Associate professor of geography David Robertson and assistant professor of geography Stephen Tulowiecki collaborated with University of Buffalo associate professor of geography and Director of Graduate Studies Chris Larsen on a research proposal concerning the cultural and environmental implications of local oak tree populations. Robertson, Tulowiecki and Larsen were notified that they received the prestigious grant in January, according to Tulowiecki.
The federal grant of $232,000 will cover three years of geographical research, according to Robertson. The funds are used to cover the costs of hiring undergraduate research assistants to help conduct research over the course of the summer.
“We’re getting students interested in this research,” Tulowiecki said. “At smaller institutions that are more focused on undergraduate teaching, it sometimes is a little harder to get students interested in performing research. So part of the strength of our grant was that it was a Research at Undergraduate Institutions Grant, [which is] meant to expose students to research and get them performing research.”
The funds are used to cover travel expenses to get to local research locations and conferences to present data findings, as well as to purchase equipment such as cameras and a harness system. The main purpose is to engage students and to foster interest in geographical studies, according to Robertson.
The geographers’ NSF grant went through the Office of Sponsored Research, which helps researchers find funding either from the administration or from other funders. Of the 19 unique awards and grants Geneseo faculty researchers received from non-Geneseo sources in the 2016-17 academic year, nine went to science, technology, engineering and math related fields, according to the Sponsored Research Annual Report 2016-17. Education faculty researchers received six awards, while anthropology, art history, Health & Counseling and Milne Library researchers each received one award.

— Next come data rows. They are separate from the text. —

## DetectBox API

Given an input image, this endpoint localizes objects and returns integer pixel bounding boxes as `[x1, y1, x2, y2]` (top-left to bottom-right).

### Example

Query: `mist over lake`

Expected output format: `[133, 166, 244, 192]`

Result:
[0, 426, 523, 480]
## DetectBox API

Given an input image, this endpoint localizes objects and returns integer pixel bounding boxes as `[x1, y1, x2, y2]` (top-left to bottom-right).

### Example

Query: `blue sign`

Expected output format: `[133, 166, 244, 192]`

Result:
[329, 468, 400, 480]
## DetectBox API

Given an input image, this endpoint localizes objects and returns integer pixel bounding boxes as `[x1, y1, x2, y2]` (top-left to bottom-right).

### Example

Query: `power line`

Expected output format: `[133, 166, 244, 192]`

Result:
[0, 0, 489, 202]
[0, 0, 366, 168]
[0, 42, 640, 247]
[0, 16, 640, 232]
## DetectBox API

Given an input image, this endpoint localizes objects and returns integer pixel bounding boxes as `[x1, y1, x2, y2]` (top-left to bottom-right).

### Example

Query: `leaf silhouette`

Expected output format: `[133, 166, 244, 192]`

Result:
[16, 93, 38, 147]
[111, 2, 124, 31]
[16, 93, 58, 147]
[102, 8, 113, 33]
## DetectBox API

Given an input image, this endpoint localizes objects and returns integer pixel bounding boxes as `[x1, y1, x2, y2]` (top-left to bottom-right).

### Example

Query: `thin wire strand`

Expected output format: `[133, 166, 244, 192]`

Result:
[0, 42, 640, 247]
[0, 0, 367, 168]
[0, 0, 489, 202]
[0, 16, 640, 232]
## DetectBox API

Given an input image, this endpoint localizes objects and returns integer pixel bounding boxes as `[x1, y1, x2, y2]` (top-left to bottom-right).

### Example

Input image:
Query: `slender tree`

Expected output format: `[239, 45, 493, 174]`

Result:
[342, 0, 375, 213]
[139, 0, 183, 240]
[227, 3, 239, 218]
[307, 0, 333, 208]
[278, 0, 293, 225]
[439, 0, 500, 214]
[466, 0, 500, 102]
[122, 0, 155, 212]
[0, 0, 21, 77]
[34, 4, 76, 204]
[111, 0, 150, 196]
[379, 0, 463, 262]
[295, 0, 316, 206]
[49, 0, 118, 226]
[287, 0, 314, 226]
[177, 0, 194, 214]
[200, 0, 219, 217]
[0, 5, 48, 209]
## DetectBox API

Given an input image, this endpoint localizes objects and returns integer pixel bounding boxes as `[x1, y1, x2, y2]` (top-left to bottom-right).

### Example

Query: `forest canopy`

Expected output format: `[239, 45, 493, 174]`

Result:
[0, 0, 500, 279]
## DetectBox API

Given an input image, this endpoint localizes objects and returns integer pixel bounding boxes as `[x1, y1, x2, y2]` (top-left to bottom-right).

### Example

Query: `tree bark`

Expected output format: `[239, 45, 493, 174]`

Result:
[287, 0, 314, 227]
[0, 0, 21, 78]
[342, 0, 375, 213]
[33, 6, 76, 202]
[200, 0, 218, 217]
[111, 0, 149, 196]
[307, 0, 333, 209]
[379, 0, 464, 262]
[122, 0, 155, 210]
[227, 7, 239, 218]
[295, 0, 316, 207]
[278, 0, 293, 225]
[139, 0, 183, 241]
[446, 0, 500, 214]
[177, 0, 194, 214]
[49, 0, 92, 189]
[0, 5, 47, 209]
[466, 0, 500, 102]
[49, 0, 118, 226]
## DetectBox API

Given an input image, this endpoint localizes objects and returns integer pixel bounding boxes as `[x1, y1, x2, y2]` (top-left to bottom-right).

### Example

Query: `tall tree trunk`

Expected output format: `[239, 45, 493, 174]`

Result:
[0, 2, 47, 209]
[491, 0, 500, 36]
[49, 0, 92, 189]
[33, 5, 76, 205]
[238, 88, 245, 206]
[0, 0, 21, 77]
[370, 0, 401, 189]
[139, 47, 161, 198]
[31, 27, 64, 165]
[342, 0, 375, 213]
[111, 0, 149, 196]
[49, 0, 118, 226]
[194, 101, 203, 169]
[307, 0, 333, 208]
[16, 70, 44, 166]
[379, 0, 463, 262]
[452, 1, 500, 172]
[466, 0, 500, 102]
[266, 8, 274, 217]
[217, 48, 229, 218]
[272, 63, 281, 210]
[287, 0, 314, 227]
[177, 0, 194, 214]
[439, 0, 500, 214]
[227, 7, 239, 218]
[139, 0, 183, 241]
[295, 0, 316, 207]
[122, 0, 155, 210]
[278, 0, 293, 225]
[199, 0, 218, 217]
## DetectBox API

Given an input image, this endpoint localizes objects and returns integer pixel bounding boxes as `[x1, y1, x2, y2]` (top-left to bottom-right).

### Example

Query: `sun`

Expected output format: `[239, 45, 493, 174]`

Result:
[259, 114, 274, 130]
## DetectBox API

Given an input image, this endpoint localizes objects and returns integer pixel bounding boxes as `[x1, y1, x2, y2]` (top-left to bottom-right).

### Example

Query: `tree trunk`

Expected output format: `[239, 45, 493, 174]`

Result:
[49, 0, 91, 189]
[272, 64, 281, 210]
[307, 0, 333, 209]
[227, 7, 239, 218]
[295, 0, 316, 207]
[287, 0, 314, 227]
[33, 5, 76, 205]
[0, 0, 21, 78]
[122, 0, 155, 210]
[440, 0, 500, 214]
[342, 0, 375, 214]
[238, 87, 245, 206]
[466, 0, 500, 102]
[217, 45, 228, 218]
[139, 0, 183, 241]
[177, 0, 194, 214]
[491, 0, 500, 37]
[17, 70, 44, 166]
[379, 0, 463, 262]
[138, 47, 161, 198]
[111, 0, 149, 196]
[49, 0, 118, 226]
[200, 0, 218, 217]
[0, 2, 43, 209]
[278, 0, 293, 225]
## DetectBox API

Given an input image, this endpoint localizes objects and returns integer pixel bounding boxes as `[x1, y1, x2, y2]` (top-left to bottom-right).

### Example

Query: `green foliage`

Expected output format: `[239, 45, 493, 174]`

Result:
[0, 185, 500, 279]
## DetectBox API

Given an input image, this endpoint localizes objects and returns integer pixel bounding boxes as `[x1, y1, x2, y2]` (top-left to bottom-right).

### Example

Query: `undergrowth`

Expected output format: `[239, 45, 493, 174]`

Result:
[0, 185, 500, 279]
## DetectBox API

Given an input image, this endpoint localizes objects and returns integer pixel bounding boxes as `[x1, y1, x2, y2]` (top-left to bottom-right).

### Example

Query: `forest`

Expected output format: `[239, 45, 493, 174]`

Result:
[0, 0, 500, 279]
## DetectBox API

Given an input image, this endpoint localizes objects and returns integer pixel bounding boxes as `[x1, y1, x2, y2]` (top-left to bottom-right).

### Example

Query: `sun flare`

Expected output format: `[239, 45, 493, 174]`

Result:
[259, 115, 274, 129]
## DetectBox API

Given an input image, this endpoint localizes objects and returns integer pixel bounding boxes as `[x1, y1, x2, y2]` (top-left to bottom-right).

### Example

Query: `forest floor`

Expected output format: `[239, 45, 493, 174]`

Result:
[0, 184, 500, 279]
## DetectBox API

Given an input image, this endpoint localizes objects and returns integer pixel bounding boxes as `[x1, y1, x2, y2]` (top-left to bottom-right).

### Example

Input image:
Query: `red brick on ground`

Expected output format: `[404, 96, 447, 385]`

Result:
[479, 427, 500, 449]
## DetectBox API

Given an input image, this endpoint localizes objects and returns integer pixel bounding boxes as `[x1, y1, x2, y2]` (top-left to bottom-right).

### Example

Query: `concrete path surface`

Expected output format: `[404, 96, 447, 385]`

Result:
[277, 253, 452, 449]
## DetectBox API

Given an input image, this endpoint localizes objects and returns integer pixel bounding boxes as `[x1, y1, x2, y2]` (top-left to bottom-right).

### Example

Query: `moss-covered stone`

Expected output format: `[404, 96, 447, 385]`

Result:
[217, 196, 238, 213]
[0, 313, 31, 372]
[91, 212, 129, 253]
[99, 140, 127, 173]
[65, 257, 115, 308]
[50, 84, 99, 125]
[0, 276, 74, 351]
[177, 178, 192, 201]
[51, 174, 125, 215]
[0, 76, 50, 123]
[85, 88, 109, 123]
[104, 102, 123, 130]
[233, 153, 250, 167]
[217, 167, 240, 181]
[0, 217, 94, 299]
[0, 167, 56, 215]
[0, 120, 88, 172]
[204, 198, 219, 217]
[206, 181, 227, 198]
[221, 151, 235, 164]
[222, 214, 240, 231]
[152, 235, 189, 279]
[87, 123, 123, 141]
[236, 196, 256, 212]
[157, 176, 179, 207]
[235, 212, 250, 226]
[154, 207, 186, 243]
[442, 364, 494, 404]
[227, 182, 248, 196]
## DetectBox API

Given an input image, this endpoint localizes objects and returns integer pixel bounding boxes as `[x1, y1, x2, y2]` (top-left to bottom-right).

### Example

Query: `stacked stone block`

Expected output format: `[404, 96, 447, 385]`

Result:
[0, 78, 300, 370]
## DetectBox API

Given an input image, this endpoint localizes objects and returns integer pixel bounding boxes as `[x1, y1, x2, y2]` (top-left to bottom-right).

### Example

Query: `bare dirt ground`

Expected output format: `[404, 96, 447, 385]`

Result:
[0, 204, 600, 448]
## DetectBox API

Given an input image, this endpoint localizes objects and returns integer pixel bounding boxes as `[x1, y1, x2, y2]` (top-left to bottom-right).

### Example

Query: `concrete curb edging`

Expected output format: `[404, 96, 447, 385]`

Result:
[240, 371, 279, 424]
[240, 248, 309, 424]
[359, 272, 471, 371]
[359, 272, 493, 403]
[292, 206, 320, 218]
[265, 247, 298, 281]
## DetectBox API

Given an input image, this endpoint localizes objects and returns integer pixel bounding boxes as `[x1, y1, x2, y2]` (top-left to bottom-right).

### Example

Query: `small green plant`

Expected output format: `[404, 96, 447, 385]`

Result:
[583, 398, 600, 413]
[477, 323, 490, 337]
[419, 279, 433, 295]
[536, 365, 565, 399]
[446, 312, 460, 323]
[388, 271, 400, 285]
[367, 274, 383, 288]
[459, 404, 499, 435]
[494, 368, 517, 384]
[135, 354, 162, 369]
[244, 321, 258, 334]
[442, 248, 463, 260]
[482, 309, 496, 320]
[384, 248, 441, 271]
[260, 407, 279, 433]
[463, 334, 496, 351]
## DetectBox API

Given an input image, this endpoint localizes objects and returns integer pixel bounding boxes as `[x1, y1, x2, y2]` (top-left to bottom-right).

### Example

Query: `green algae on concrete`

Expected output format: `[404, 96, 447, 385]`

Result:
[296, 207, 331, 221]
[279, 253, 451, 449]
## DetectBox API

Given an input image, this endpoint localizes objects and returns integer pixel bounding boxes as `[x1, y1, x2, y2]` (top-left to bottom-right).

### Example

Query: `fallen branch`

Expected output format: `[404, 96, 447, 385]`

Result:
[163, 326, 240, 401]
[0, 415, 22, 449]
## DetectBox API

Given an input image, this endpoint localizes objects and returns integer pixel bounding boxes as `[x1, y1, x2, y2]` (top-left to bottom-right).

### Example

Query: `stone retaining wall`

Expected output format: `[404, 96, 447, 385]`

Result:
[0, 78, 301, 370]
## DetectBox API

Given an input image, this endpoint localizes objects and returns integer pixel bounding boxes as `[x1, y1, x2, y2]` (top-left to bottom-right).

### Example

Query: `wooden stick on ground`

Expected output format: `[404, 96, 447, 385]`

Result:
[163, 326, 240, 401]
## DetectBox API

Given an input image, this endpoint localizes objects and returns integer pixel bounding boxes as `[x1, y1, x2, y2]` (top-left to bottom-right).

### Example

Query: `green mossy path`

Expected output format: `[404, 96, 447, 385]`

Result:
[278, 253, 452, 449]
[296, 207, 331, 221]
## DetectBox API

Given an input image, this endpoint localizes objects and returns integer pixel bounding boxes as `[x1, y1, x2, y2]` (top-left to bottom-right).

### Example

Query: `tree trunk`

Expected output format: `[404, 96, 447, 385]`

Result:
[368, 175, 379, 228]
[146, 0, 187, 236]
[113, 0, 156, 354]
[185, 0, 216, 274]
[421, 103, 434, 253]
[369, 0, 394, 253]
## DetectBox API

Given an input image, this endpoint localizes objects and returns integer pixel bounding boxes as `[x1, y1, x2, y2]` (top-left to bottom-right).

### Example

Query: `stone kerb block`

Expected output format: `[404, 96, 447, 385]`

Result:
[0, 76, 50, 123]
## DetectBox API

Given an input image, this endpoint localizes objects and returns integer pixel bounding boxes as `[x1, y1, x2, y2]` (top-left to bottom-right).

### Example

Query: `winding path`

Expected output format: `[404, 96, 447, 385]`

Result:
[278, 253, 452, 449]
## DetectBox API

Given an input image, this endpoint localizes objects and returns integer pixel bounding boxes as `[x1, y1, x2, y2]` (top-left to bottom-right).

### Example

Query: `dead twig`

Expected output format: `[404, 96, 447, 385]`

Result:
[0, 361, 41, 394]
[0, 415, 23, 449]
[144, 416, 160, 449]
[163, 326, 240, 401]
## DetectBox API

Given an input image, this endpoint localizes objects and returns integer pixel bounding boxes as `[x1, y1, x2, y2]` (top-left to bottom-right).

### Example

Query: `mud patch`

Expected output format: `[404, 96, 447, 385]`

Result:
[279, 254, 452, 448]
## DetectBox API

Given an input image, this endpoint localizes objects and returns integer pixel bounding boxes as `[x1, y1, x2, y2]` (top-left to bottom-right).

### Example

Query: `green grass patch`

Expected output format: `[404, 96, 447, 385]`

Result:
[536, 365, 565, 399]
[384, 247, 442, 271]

Director of Sponsored Research Anne Baldwin attributed the disparity of research funding between STEM fields and other fields to the lack of opportunity in non-STEM fields.
“The federal government has much more funding available for science and health-related sciences, especially than it does for arts and humanities,” Baldwin said. “So if you look at the website of the National Endowment for the Humanities, or the Arts, and look how much money is allocated for them and then compare it to the NSF and the National Institution for Health, you will see how much our government supports different fields and what discrepancy there is.”
The NEH distributed approximately $121 million in grants and awards 2015. The National Endowment for the Arts received a total of approximately $149 million for this fiscal year. By comparison, the NSF received $1.07 trillion from the federal government for 2017. The NIH similarly invests $32.3 billion every year in medical research.
Tulowiecki felt that the skewed funding allocation is a result from the government’s interest in science that relates to broader economic success.
“We felt a little bit of pressure in writing our grant [as we saw] the need to frame or contextualize our project in an economic sense,” he said. “We had to say we’re not studying oak forests for only the cultural aspect, but also for the economic aspect, because oak is a valuable species for timber.”
Robertson saw the disparity as natural, but did lament the lack of opportunities to research topics for the sake of research.
“As professors at a liberal arts institution, we definitely wish there was more money available for all types of scholarly pursuits, including in the arts and sciences,” he said. “Unfortunately, for better or worse, there is more money available in the sciences and it’s always been that way.”